A Prothean-powered security system barring our path.
The others looked to each other, fearing this next setback. We had no idea how to possibly get past this barrier. How would Shepard find the treasure she needed if she couldn't get beyond this final issue?
Yet Shepard approached the space Athame had left behind. She didn't appear to see a barrier at all.
She could go through freely. The way forward remained clear for her, yet not for any of us.
We couldn't go with her.
Shepard had to do this alone.
Turning around, she gave us one last look. One final look of resolve without words.
Her promise to return to us as soon as she could.
With so many unknowns, so many questions, I almost wanted to question—how could she keep this promise? How could she know she would come back to us, without knowing what awaited her on the other side? But we heard the constant radio chatter from the asari fleets outside, from the commandos, from the platoons and soldiers out there. They celebrated in this victory over the Reapers. They hailed Shepard as their hero, as the galaxy's hero, for having kept her promise to protect our home. She had kept her promises to my people despite the odds. She needed to keep this one, too. We needed her to.
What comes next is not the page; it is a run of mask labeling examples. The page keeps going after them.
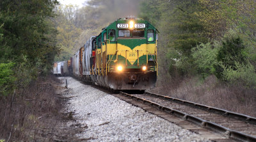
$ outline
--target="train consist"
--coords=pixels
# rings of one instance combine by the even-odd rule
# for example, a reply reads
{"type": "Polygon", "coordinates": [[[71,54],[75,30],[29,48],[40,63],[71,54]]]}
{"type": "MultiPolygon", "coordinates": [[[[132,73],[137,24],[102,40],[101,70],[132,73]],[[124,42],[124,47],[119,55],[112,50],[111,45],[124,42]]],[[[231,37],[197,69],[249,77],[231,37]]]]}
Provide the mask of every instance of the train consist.
{"type": "Polygon", "coordinates": [[[147,20],[119,19],[79,48],[68,72],[115,90],[150,89],[157,75],[157,35],[147,20]]]}
{"type": "Polygon", "coordinates": [[[67,76],[71,73],[70,60],[67,61],[56,61],[53,63],[53,74],[56,76],[67,76]],[[69,69],[69,70],[68,70],[69,69]]]}

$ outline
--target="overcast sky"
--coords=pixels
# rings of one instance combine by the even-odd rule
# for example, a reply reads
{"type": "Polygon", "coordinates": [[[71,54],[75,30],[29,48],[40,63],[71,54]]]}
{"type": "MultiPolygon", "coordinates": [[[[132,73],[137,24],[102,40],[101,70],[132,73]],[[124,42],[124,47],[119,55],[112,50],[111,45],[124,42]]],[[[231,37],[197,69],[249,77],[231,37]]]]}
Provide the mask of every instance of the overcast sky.
{"type": "Polygon", "coordinates": [[[86,1],[87,0],[58,0],[58,1],[65,5],[68,5],[68,4],[73,4],[73,5],[78,5],[79,7],[83,6],[83,3],[84,3],[84,1],[86,1]]]}

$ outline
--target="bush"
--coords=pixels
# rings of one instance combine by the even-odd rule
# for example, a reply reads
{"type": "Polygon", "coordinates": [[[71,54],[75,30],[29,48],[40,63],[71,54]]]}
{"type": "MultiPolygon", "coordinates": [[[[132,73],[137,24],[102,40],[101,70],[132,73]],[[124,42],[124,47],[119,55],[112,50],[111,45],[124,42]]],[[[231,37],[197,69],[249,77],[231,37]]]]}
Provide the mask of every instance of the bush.
{"type": "Polygon", "coordinates": [[[246,65],[248,63],[245,54],[246,46],[239,36],[225,37],[217,54],[217,61],[220,63],[215,66],[216,75],[224,79],[223,72],[225,68],[236,70],[236,63],[246,65]],[[224,67],[224,68],[223,68],[224,67]]]}
{"type": "Polygon", "coordinates": [[[0,97],[7,95],[15,88],[14,63],[0,63],[0,97]]]}
{"type": "Polygon", "coordinates": [[[227,67],[223,70],[224,79],[236,85],[241,83],[244,86],[256,89],[256,73],[254,66],[235,62],[235,67],[227,67]]]}
{"type": "Polygon", "coordinates": [[[210,42],[201,43],[191,50],[198,72],[204,77],[216,71],[214,66],[218,64],[216,59],[219,50],[216,45],[212,46],[210,42]]]}

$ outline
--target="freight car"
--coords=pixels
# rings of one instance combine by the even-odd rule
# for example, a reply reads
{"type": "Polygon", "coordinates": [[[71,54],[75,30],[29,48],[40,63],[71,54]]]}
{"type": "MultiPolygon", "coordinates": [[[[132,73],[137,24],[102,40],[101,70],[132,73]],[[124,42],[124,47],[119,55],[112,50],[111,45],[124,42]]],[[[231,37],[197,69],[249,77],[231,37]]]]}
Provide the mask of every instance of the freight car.
{"type": "Polygon", "coordinates": [[[71,72],[70,72],[70,60],[54,62],[53,64],[53,74],[56,76],[67,76],[71,72]]]}
{"type": "Polygon", "coordinates": [[[79,48],[72,74],[115,90],[150,89],[157,75],[158,33],[143,19],[119,19],[79,48]]]}

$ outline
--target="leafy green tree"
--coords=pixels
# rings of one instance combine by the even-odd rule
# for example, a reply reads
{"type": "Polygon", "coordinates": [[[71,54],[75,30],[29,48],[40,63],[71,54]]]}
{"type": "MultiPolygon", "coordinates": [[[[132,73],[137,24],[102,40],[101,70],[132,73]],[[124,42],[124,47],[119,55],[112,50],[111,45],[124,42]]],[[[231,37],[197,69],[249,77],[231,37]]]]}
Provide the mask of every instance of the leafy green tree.
{"type": "Polygon", "coordinates": [[[16,78],[13,76],[13,63],[0,63],[0,97],[7,95],[15,88],[16,78]]]}
{"type": "MultiPolygon", "coordinates": [[[[12,75],[17,78],[17,84],[12,85],[28,84],[29,81],[26,81],[50,70],[59,51],[52,20],[54,8],[58,3],[3,0],[0,3],[0,63],[15,63],[14,67],[6,68],[12,70],[12,75]]],[[[14,83],[13,79],[9,81],[14,83]]]]}

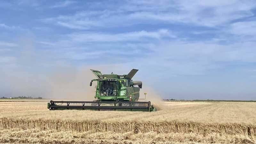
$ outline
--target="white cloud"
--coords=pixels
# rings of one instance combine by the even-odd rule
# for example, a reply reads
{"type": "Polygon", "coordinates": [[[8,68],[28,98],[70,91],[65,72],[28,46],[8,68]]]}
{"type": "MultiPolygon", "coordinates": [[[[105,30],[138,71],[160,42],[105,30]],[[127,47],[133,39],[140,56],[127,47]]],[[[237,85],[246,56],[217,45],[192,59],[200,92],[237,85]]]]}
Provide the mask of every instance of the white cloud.
{"type": "Polygon", "coordinates": [[[13,47],[17,46],[18,45],[17,44],[13,43],[1,42],[0,41],[0,46],[13,47]]]}
{"type": "Polygon", "coordinates": [[[0,63],[14,62],[16,59],[13,57],[0,56],[0,63]]]}
{"type": "Polygon", "coordinates": [[[129,26],[148,23],[148,21],[152,24],[181,23],[214,27],[252,16],[253,13],[251,11],[256,7],[256,4],[252,1],[237,0],[196,1],[193,3],[187,1],[127,2],[119,5],[109,4],[110,5],[108,5],[102,8],[102,11],[97,11],[93,8],[99,5],[92,3],[88,6],[92,10],[46,19],[44,21],[79,29],[129,26]]]}
{"type": "Polygon", "coordinates": [[[76,2],[73,1],[66,0],[58,3],[55,5],[51,6],[51,8],[57,8],[60,7],[66,7],[71,4],[76,3],[76,2]]]}
{"type": "Polygon", "coordinates": [[[13,29],[17,28],[18,27],[14,26],[8,26],[4,23],[0,23],[0,27],[3,28],[7,29],[13,29]]]}
{"type": "Polygon", "coordinates": [[[229,31],[238,35],[256,36],[256,21],[241,21],[232,24],[229,31]]]}
{"type": "Polygon", "coordinates": [[[116,34],[91,32],[74,33],[69,35],[68,36],[73,40],[80,42],[140,41],[144,41],[146,38],[159,39],[165,37],[169,38],[176,37],[175,36],[166,29],[161,29],[153,32],[143,30],[116,34]]]}

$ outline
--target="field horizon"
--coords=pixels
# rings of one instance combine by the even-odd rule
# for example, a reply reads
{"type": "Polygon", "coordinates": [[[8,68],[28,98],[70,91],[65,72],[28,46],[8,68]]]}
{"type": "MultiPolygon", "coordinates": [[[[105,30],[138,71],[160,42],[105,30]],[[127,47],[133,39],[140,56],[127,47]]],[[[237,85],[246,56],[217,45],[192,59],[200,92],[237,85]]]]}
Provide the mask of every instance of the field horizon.
{"type": "Polygon", "coordinates": [[[255,143],[255,103],[163,102],[155,112],[50,111],[0,102],[0,143],[255,143]]]}

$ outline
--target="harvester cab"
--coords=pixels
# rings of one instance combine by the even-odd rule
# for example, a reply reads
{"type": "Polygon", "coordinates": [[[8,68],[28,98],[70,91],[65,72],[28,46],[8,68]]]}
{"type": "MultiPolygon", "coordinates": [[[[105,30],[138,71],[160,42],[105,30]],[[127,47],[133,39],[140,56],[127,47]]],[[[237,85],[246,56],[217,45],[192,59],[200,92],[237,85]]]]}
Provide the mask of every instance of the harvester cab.
{"type": "Polygon", "coordinates": [[[90,85],[92,85],[93,82],[97,82],[94,98],[98,100],[134,102],[139,99],[142,82],[133,81],[131,79],[139,70],[138,69],[132,69],[128,75],[123,75],[113,73],[111,74],[103,75],[98,70],[91,70],[98,78],[92,80],[90,85]]]}
{"type": "MultiPolygon", "coordinates": [[[[138,101],[142,82],[132,79],[139,70],[132,69],[127,75],[103,74],[94,69],[91,70],[97,79],[92,80],[90,85],[97,82],[95,86],[95,100],[92,101],[53,101],[48,103],[50,110],[82,109],[83,109],[123,110],[155,111],[150,101],[138,101]]],[[[146,98],[146,93],[144,93],[146,98]]]]}

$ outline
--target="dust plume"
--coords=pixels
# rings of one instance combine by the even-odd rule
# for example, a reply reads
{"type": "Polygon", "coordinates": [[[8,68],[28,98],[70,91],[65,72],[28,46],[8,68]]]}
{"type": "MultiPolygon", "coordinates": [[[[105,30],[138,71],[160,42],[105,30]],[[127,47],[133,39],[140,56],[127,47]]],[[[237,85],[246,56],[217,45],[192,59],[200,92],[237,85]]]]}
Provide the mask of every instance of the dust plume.
{"type": "Polygon", "coordinates": [[[51,99],[92,100],[95,95],[95,86],[89,86],[91,80],[95,78],[88,68],[69,68],[59,69],[50,76],[51,99]]]}
{"type": "Polygon", "coordinates": [[[144,93],[147,93],[146,100],[141,100],[140,101],[150,101],[151,104],[153,104],[156,108],[157,110],[164,109],[164,104],[162,100],[162,98],[158,94],[157,91],[153,88],[147,85],[142,85],[142,88],[140,91],[140,98],[144,99],[145,97],[144,93]]]}

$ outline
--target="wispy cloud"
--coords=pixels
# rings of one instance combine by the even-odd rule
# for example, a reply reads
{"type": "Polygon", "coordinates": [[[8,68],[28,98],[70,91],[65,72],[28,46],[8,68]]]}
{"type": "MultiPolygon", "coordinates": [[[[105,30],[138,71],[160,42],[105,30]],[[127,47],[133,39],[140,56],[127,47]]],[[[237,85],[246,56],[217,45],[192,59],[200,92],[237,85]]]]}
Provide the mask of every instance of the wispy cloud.
{"type": "MultiPolygon", "coordinates": [[[[13,47],[17,46],[18,45],[16,44],[12,43],[9,43],[5,42],[1,42],[0,41],[0,46],[4,46],[10,47],[13,47]]],[[[1,48],[0,48],[1,49],[1,48]]]]}
{"type": "Polygon", "coordinates": [[[95,5],[90,5],[92,10],[44,21],[79,29],[129,26],[149,21],[152,24],[178,23],[215,27],[253,16],[252,10],[256,7],[251,1],[236,0],[228,3],[218,1],[216,3],[196,1],[193,4],[186,1],[163,1],[159,3],[132,1],[114,4],[115,6],[101,11],[95,11],[93,9],[95,5]]]}
{"type": "Polygon", "coordinates": [[[4,23],[0,23],[0,28],[3,28],[9,29],[13,29],[16,28],[19,28],[19,27],[15,26],[8,26],[4,23]]]}
{"type": "Polygon", "coordinates": [[[174,35],[166,29],[161,29],[153,32],[141,31],[116,34],[95,33],[74,33],[68,36],[71,39],[80,42],[141,41],[150,38],[159,39],[165,37],[176,37],[174,35]]]}
{"type": "Polygon", "coordinates": [[[55,5],[50,6],[50,7],[51,8],[58,8],[66,7],[76,3],[76,1],[66,0],[57,3],[55,5]]]}

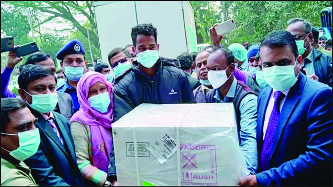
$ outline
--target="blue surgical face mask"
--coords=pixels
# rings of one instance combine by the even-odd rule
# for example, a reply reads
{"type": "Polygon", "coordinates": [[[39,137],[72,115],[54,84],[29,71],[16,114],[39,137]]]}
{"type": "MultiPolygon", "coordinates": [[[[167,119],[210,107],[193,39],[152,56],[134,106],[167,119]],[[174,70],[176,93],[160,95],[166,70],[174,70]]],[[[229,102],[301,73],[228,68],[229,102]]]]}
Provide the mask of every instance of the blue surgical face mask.
{"type": "Polygon", "coordinates": [[[105,76],[107,77],[107,80],[111,83],[114,83],[114,76],[111,73],[109,73],[109,74],[105,74],[104,75],[105,76]]]}
{"type": "Polygon", "coordinates": [[[31,95],[28,92],[23,90],[26,93],[32,97],[32,103],[28,105],[33,109],[39,112],[48,113],[55,109],[58,103],[57,93],[48,94],[38,94],[31,95]]]}
{"type": "Polygon", "coordinates": [[[4,150],[9,152],[9,155],[18,161],[23,161],[32,156],[37,152],[38,148],[39,147],[40,136],[38,129],[18,132],[18,134],[3,132],[1,133],[11,136],[18,136],[19,146],[16,150],[10,151],[1,147],[4,150]]]}
{"type": "Polygon", "coordinates": [[[64,73],[66,76],[70,80],[75,82],[80,80],[84,71],[84,68],[80,67],[65,66],[64,69],[64,73]]]}
{"type": "Polygon", "coordinates": [[[108,111],[111,99],[109,93],[106,92],[89,97],[88,101],[92,108],[101,113],[105,113],[108,111]]]}
{"type": "Polygon", "coordinates": [[[273,66],[262,69],[264,78],[273,89],[283,91],[288,90],[295,84],[297,78],[295,76],[294,65],[273,66]]]}
{"type": "Polygon", "coordinates": [[[252,73],[252,74],[256,74],[256,71],[257,68],[256,67],[249,65],[249,72],[252,73]]]}
{"type": "Polygon", "coordinates": [[[118,65],[113,68],[113,72],[114,72],[114,76],[117,77],[123,72],[130,68],[130,61],[127,61],[123,63],[119,63],[118,65]]]}
{"type": "Polygon", "coordinates": [[[147,68],[150,68],[157,62],[160,58],[158,51],[146,50],[137,54],[137,60],[147,68]]]}
{"type": "Polygon", "coordinates": [[[206,86],[210,86],[212,84],[210,84],[210,82],[209,82],[209,81],[208,79],[207,80],[203,80],[203,79],[200,79],[200,81],[199,81],[201,84],[203,84],[204,85],[206,86]]]}

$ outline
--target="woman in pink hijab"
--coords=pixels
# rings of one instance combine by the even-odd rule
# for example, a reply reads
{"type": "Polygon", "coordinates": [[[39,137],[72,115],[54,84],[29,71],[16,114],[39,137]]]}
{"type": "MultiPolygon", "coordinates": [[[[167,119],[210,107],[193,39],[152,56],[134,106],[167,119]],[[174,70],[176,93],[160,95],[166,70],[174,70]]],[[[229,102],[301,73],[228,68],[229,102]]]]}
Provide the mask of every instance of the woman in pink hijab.
{"type": "Polygon", "coordinates": [[[105,186],[114,182],[107,180],[113,146],[112,86],[104,75],[92,71],[77,83],[80,108],[70,123],[77,164],[88,185],[105,186]]]}

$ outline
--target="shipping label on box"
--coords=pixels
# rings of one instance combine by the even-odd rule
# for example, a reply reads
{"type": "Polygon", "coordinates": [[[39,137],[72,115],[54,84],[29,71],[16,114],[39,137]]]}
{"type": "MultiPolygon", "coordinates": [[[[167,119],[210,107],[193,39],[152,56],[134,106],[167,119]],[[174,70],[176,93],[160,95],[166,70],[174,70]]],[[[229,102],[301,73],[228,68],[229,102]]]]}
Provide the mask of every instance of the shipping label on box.
{"type": "Polygon", "coordinates": [[[218,184],[215,145],[181,144],[180,149],[182,185],[218,184]]]}

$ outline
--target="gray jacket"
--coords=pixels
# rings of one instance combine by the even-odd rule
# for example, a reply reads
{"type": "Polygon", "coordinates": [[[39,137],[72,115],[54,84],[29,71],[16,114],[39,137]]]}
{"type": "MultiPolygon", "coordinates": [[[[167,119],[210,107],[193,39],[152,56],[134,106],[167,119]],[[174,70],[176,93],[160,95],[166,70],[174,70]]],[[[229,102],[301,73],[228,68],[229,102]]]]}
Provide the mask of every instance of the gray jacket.
{"type": "Polygon", "coordinates": [[[72,97],[71,95],[64,92],[57,93],[58,101],[54,111],[60,113],[69,120],[74,114],[72,97]]]}
{"type": "Polygon", "coordinates": [[[318,81],[332,87],[332,56],[316,50],[312,47],[314,74],[318,81]]]}

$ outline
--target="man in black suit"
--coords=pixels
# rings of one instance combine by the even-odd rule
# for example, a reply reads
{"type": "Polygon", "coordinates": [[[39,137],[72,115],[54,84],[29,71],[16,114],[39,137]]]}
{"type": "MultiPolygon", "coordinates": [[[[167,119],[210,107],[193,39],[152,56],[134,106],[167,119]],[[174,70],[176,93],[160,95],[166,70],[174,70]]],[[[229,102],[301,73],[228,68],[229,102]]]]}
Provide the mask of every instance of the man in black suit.
{"type": "Polygon", "coordinates": [[[199,80],[191,76],[192,74],[192,63],[193,61],[192,56],[188,53],[183,53],[177,57],[181,64],[181,69],[185,73],[189,81],[192,90],[194,90],[196,88],[200,86],[201,84],[199,80]]]}
{"type": "MultiPolygon", "coordinates": [[[[40,65],[48,68],[53,74],[56,75],[54,60],[50,55],[45,53],[37,53],[32,55],[27,59],[25,64],[40,65]]],[[[64,92],[58,92],[58,99],[59,101],[54,111],[60,113],[69,120],[74,114],[73,102],[71,95],[64,92]]]]}
{"type": "Polygon", "coordinates": [[[41,186],[81,186],[67,119],[53,111],[58,102],[56,77],[38,65],[24,68],[18,76],[18,93],[35,117],[40,144],[37,152],[24,163],[41,186]]]}

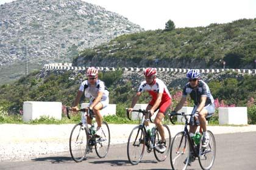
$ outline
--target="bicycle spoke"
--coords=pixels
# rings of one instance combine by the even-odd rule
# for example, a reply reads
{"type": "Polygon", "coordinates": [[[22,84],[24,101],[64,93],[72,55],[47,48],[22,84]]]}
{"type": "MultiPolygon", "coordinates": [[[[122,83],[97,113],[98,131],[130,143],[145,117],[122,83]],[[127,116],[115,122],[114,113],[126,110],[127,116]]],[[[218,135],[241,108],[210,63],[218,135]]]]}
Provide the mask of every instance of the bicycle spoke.
{"type": "Polygon", "coordinates": [[[88,135],[82,130],[82,123],[74,126],[69,138],[69,151],[72,158],[76,162],[81,162],[85,157],[88,135]]]}
{"type": "Polygon", "coordinates": [[[102,131],[102,135],[99,138],[96,138],[95,150],[99,157],[104,158],[108,151],[110,144],[110,134],[108,125],[106,122],[102,122],[101,128],[102,131]]]}
{"type": "Polygon", "coordinates": [[[171,147],[171,164],[173,169],[185,169],[188,166],[190,147],[183,132],[179,132],[172,140],[171,147]]]}
{"type": "Polygon", "coordinates": [[[127,156],[130,163],[138,164],[142,158],[145,148],[144,134],[139,126],[134,127],[130,132],[127,143],[127,156]],[[138,137],[140,136],[140,138],[138,137]]]}
{"type": "Polygon", "coordinates": [[[209,144],[204,148],[202,147],[202,137],[200,141],[199,155],[199,164],[203,169],[210,169],[213,165],[216,154],[215,139],[212,132],[207,131],[210,135],[209,144]]]}
{"type": "MultiPolygon", "coordinates": [[[[163,152],[160,152],[156,150],[155,148],[154,149],[154,154],[155,155],[155,158],[159,162],[164,161],[165,160],[166,160],[171,150],[171,138],[170,131],[169,129],[168,126],[166,124],[163,124],[162,127],[165,132],[165,137],[166,141],[166,150],[163,152]]],[[[154,147],[156,147],[157,144],[159,144],[161,141],[161,137],[157,129],[156,131],[155,134],[156,135],[155,136],[154,139],[154,147]]]]}

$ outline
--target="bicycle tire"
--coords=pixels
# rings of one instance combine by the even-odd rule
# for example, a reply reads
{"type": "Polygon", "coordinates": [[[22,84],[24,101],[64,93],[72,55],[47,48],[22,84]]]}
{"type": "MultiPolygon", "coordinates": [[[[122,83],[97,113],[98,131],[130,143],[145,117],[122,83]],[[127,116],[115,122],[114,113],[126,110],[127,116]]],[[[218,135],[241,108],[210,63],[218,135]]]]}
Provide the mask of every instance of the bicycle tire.
{"type": "Polygon", "coordinates": [[[102,135],[100,138],[96,138],[95,151],[99,158],[104,158],[107,155],[110,145],[110,132],[107,122],[102,121],[101,127],[102,135]]]}
{"type": "Polygon", "coordinates": [[[202,148],[203,137],[201,137],[198,157],[200,166],[204,170],[208,170],[212,168],[216,157],[215,138],[211,131],[207,131],[207,132],[210,135],[209,144],[205,148],[202,148]]]}
{"type": "Polygon", "coordinates": [[[172,169],[186,169],[189,162],[190,144],[185,132],[177,133],[171,146],[170,161],[172,169]]]}
{"type": "Polygon", "coordinates": [[[140,129],[139,126],[135,127],[130,134],[127,143],[127,156],[130,163],[137,165],[142,158],[145,150],[145,132],[143,129],[140,129]],[[138,152],[132,151],[140,149],[138,152]],[[132,155],[134,154],[134,155],[132,155]]]}
{"type": "MultiPolygon", "coordinates": [[[[165,131],[165,140],[166,141],[166,149],[163,153],[160,153],[157,151],[155,149],[154,149],[154,154],[155,155],[155,158],[159,161],[162,162],[166,159],[168,157],[169,153],[171,150],[171,132],[170,129],[169,129],[168,126],[166,124],[163,124],[163,127],[165,131]]],[[[160,143],[161,139],[161,137],[157,129],[155,133],[155,139],[154,139],[154,146],[155,146],[155,144],[160,143]]]]}
{"type": "Polygon", "coordinates": [[[69,152],[76,162],[82,162],[85,157],[88,142],[88,135],[85,129],[82,129],[82,123],[76,124],[69,137],[69,152]]]}

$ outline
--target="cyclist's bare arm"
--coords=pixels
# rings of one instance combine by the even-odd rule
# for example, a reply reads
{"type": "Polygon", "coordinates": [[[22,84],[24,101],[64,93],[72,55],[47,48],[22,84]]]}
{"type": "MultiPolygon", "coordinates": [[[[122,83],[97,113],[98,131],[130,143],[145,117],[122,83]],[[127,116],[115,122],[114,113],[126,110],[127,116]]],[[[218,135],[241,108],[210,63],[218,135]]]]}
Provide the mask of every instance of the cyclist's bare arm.
{"type": "Polygon", "coordinates": [[[198,112],[200,112],[202,109],[204,108],[204,107],[205,105],[206,99],[207,98],[205,96],[201,96],[201,102],[199,106],[198,106],[197,109],[196,109],[196,111],[198,111],[198,112]]]}
{"type": "Polygon", "coordinates": [[[99,101],[101,101],[101,98],[102,98],[103,95],[103,92],[98,92],[98,96],[95,98],[95,100],[93,101],[93,103],[90,106],[90,109],[93,109],[95,106],[97,105],[98,103],[99,103],[99,101]]]}
{"type": "Polygon", "coordinates": [[[177,111],[180,110],[182,108],[183,105],[184,104],[186,100],[187,100],[187,97],[182,97],[182,98],[180,99],[180,101],[177,104],[176,107],[175,107],[174,111],[177,112],[177,111]]]}
{"type": "Polygon", "coordinates": [[[74,111],[78,110],[78,104],[79,103],[80,99],[81,98],[82,95],[83,95],[83,92],[80,90],[78,90],[77,94],[76,95],[76,100],[74,101],[73,106],[72,107],[72,110],[74,111]]]}
{"type": "Polygon", "coordinates": [[[155,100],[155,104],[154,104],[153,106],[150,109],[150,112],[151,114],[153,114],[155,109],[157,109],[158,107],[159,104],[161,103],[162,95],[163,95],[162,93],[159,93],[157,94],[157,100],[155,100]]]}
{"type": "Polygon", "coordinates": [[[134,106],[135,106],[136,103],[137,103],[137,101],[140,97],[140,96],[141,95],[141,92],[138,92],[135,96],[132,99],[132,104],[130,106],[130,107],[128,109],[128,110],[130,112],[133,109],[134,106]]]}

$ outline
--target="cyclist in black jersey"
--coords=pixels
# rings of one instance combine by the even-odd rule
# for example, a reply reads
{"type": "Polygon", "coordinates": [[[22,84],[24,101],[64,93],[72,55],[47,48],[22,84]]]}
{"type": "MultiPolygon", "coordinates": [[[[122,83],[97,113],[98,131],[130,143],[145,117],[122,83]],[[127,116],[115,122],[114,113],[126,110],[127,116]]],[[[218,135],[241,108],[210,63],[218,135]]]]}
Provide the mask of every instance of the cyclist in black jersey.
{"type": "Polygon", "coordinates": [[[188,83],[185,86],[182,98],[173,112],[181,109],[184,104],[187,95],[190,94],[194,101],[194,107],[192,114],[194,117],[190,118],[190,136],[193,136],[197,126],[201,125],[203,134],[202,147],[206,147],[209,142],[209,134],[207,132],[206,119],[212,117],[215,112],[214,99],[210,91],[209,87],[204,81],[200,80],[200,73],[197,70],[190,70],[187,73],[188,83]],[[194,122],[196,120],[196,122],[194,122]]]}

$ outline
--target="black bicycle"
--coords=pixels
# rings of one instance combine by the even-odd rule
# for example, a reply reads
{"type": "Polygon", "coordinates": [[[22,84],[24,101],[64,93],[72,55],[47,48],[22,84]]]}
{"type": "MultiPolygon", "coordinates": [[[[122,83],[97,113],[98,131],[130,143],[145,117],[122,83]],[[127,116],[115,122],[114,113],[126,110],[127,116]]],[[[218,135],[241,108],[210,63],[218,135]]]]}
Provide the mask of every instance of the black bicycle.
{"type": "MultiPolygon", "coordinates": [[[[70,107],[66,107],[67,116],[69,119],[70,110],[72,110],[70,107]]],[[[87,109],[81,109],[78,111],[81,113],[81,122],[74,126],[69,137],[69,151],[72,158],[76,162],[82,162],[87,154],[93,152],[93,146],[99,158],[105,157],[110,144],[108,125],[107,122],[102,121],[101,135],[98,136],[96,134],[96,127],[94,127],[94,129],[89,128],[87,121],[87,115],[91,119],[95,117],[93,112],[87,109]]]]}
{"type": "Polygon", "coordinates": [[[207,131],[210,135],[209,144],[207,147],[202,147],[202,127],[200,127],[201,137],[197,144],[196,139],[190,137],[187,126],[190,125],[188,116],[193,114],[171,113],[169,114],[172,124],[172,117],[182,115],[185,118],[184,131],[177,133],[172,140],[171,146],[171,164],[172,169],[186,169],[191,162],[198,158],[200,166],[204,170],[210,169],[213,165],[216,155],[216,143],[213,134],[207,131]]]}
{"type": "MultiPolygon", "coordinates": [[[[155,127],[154,129],[155,129],[155,131],[152,131],[151,134],[150,134],[146,129],[144,120],[150,121],[152,123],[150,117],[149,119],[145,118],[145,115],[146,114],[149,115],[149,113],[145,110],[141,109],[133,110],[132,111],[137,112],[139,114],[141,113],[143,115],[140,124],[132,129],[128,139],[127,156],[130,163],[134,165],[137,165],[140,162],[145,150],[145,146],[147,147],[148,153],[151,152],[152,149],[154,150],[155,158],[158,161],[164,161],[167,158],[170,151],[171,132],[168,126],[166,124],[163,124],[166,149],[165,151],[161,152],[155,148],[157,146],[160,144],[161,141],[161,137],[158,131],[155,127]]],[[[126,109],[126,112],[128,118],[131,120],[127,109],[126,109]]]]}

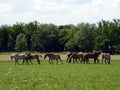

Shepard gave us this final promise as she walked through the path. This path obscured to us. This path denied to us. She pressed onward to whatever promised land awaited through the unknown. And as she went, the Goddess Athame's statue returned to the ground. That massive movement of stone; the friction of stone settling back into an unmovable place. She returned to the same place as before; exactly as we had found Her upon our arrival. Yet another refusal. Another denial. Another reason why we could not follow Shepard through to wherever she went. Whenever she went. However she went.
I prayed to every god unimaginable that she would come home to us soon.